El sonido era lo más excitante, marico. Los gemidos de Laura, ya no de sorpresa, sino de un éxtasis forzado y profundo, mezclados con los gruñidos de los tipos, los golpes de sus cuerpos contra el suyo, el chasquido húmedo de sus vergas entrando y saliendo. El olor a sexo y sudor llenaba la habitación. Yo me tocaba a través del pantalón, con la mano temblando, sin poder creer lo que estaba viendo. Después de un rato, empezaron a cambiarse, a rotar. Uno la ponía de perrito y se la metía por detrás, agarrándola del cuello para tenerla quieta, mientras otro se la volvía a meter en la boca. Luego, en un momento de locura total, los cuatro se coordinaron. Dos se tumbaron y ella se sentó sobre la verga de uno, montándolo como si estuviera en trance, mientras el otro se la metía por atrás, follándola en doble penetración. El cuarto se puso de rodillas frente a su cara y ella, sin que se lo pidieran, se inclinó y se la volvió a meter a la boca, chupándola como una profesional, con una energía que no le conocía.
La habitación era un caos de cuerpos sudados, de jadeos, de órdenes vulgares y de los gritos cada vez más fuertes de Laura, que estaba teniendo un orgasmo tras otro, su cuerpo traicionándola por completo. Finalmente, llegaron los corridas. El primero se vino en su boca, y ella, con los ojos cerrados, tragó todo, con leche escapándole por las comisuras de los labios. El segundo gritó y le llenó el chocho por dentro, y yo vi cómo el semen blanco le goteaba por sus muslos cuando el tipo sacó la verga. El tercero se corrió en sus tetas, pintándolas de blanco, y el cuarto, el último, le acabó en la cara, en el pelo, marcándola como su propiedad.
Cuando terminaron, después de lo que pareció una eternidad, ella quedó tirada en la cama, hecha un desastre, cubierta de sudor y de semen, con la mirada perdida en el techo, jadeando. Los tipos se vistieron rápido, me dieron una palmada en el hombro y se fueron sin decir una palabra. Yo me acerqué a la cama. El olor a sexo era abrumador. La miré, completamente vaciada, con mi semen y el de cuatro extraños secándose sobre su piel. Me excitó más de lo que nunca me había excitado nada en mi vida.

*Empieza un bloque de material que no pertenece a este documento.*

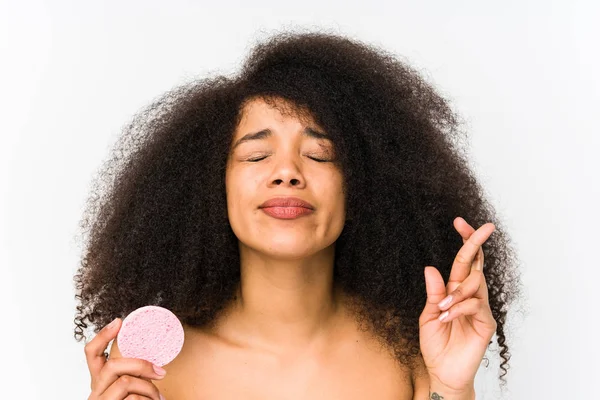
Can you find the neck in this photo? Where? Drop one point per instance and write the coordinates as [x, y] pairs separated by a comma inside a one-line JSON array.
[[283, 303]]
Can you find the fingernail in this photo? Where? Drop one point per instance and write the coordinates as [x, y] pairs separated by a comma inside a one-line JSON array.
[[112, 324], [445, 302], [159, 371], [444, 315]]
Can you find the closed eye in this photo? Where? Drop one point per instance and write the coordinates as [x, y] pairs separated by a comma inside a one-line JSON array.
[[262, 158]]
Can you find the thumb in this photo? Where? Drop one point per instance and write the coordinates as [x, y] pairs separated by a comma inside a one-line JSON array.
[[436, 290]]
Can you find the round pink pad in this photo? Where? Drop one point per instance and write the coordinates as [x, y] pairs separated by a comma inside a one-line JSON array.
[[151, 333]]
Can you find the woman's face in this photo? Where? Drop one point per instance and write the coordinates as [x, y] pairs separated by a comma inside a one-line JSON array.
[[280, 162]]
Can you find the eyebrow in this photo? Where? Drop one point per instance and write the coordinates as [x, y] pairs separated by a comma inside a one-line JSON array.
[[265, 133]]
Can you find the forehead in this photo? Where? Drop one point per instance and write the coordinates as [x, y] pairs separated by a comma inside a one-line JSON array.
[[273, 107]]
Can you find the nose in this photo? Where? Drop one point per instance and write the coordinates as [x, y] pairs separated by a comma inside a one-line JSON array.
[[287, 173]]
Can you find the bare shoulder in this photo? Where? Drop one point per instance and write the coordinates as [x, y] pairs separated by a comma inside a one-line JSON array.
[[352, 365], [355, 367]]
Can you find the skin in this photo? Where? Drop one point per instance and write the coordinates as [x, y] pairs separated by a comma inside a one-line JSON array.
[[289, 333]]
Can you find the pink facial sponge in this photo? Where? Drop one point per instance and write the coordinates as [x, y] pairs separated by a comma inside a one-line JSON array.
[[151, 333]]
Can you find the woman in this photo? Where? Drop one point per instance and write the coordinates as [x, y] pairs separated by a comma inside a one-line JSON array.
[[304, 220]]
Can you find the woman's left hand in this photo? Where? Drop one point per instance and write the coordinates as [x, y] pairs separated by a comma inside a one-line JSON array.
[[452, 349]]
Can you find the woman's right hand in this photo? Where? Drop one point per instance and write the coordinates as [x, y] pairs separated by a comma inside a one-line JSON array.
[[119, 378]]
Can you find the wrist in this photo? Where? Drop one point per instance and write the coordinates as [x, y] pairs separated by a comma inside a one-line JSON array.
[[439, 391]]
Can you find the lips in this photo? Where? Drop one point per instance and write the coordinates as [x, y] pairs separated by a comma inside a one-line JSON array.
[[286, 202]]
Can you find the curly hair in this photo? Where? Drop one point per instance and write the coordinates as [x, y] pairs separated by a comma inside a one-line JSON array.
[[156, 221]]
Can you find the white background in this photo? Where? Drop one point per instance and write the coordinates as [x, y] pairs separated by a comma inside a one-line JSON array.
[[523, 74]]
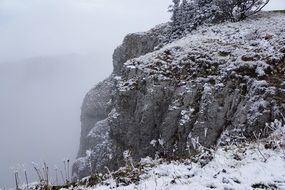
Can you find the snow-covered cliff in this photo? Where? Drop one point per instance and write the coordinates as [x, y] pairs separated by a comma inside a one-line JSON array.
[[220, 85]]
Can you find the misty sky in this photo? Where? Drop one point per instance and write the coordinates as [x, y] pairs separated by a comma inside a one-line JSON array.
[[59, 49]]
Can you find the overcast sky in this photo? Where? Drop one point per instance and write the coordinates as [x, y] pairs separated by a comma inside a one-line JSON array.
[[41, 110]]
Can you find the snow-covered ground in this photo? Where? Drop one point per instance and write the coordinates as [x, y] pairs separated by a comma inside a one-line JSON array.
[[258, 165]]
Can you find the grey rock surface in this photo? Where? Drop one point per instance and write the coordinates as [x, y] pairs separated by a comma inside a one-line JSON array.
[[216, 86]]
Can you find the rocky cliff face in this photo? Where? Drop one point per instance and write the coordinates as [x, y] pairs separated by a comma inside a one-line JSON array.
[[220, 84]]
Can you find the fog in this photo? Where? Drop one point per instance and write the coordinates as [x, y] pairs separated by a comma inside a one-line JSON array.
[[51, 53]]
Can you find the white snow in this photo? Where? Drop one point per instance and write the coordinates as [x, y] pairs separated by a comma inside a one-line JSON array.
[[235, 167]]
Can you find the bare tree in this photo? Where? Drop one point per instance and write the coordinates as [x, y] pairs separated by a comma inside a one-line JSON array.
[[237, 10]]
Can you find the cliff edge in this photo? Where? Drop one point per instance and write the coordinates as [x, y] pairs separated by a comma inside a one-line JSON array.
[[219, 85]]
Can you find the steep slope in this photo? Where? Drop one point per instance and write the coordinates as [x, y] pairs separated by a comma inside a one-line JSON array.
[[219, 85]]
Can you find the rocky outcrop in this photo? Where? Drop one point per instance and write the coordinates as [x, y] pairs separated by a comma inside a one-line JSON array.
[[221, 84]]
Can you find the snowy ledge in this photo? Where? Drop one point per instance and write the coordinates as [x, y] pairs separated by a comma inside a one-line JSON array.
[[257, 165]]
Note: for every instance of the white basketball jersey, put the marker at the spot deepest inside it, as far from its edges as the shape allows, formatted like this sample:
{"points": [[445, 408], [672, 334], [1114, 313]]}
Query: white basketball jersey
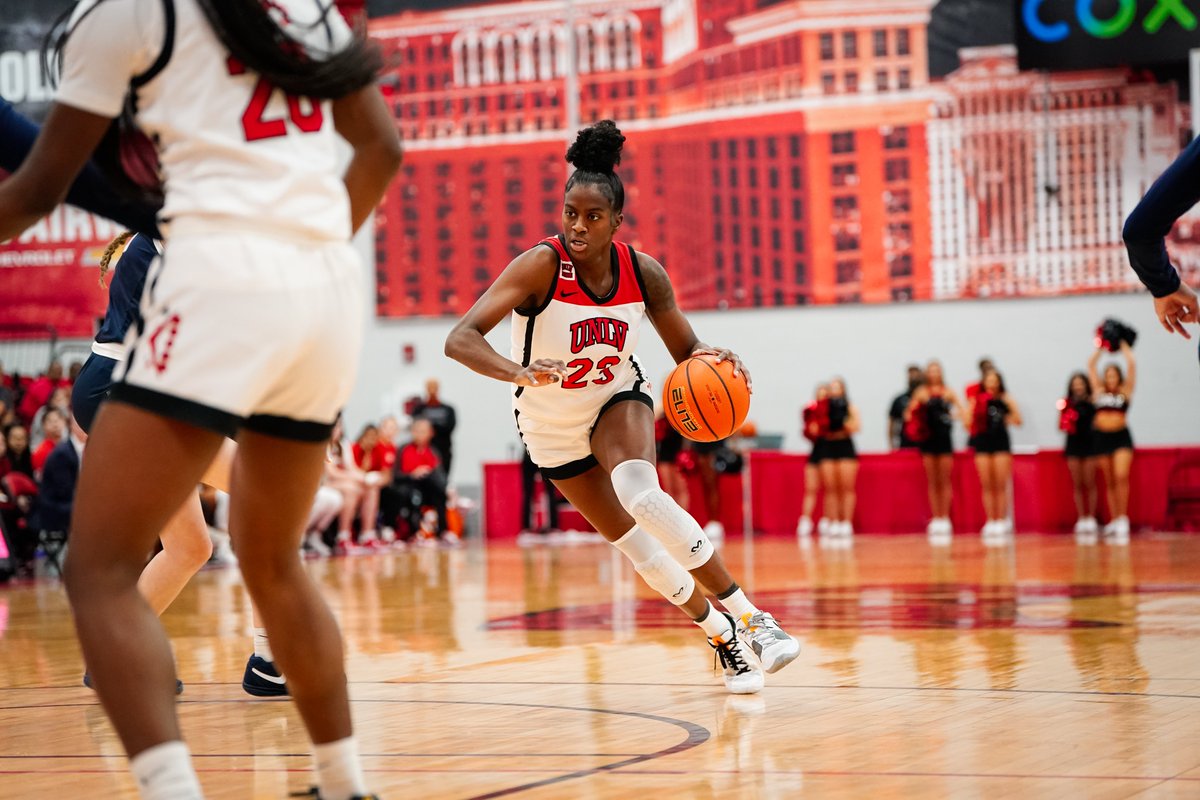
{"points": [[233, 148], [595, 337]]}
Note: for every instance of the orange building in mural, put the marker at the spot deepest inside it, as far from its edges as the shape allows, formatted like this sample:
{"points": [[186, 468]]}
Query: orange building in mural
{"points": [[777, 156]]}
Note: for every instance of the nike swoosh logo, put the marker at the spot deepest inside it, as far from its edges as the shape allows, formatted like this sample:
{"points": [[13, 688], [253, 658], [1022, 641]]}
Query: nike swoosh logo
{"points": [[279, 680]]}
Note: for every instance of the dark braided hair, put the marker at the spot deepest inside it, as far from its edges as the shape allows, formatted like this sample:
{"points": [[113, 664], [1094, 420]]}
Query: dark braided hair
{"points": [[246, 28], [595, 152]]}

Al día siguiente, ella se despertó con un dolor de cabeza brutal y recuerdos confusos. «Anoche bebí demasiado», me dijo, con la voz ronca. «Tengo sueños raros, como que… no sé, Franco, fue muy raro». Yo solo sonreí y le dije que sí, que se había puesto muy borracha y que la había llevado a dormir. Hasta el momento, no se acuerda bien de lo que pasó. Y yo, marico, cada vez que lo recuerdo, me pongo más duro que el concreto. Fue la mejor plata que he gastado en mi vida.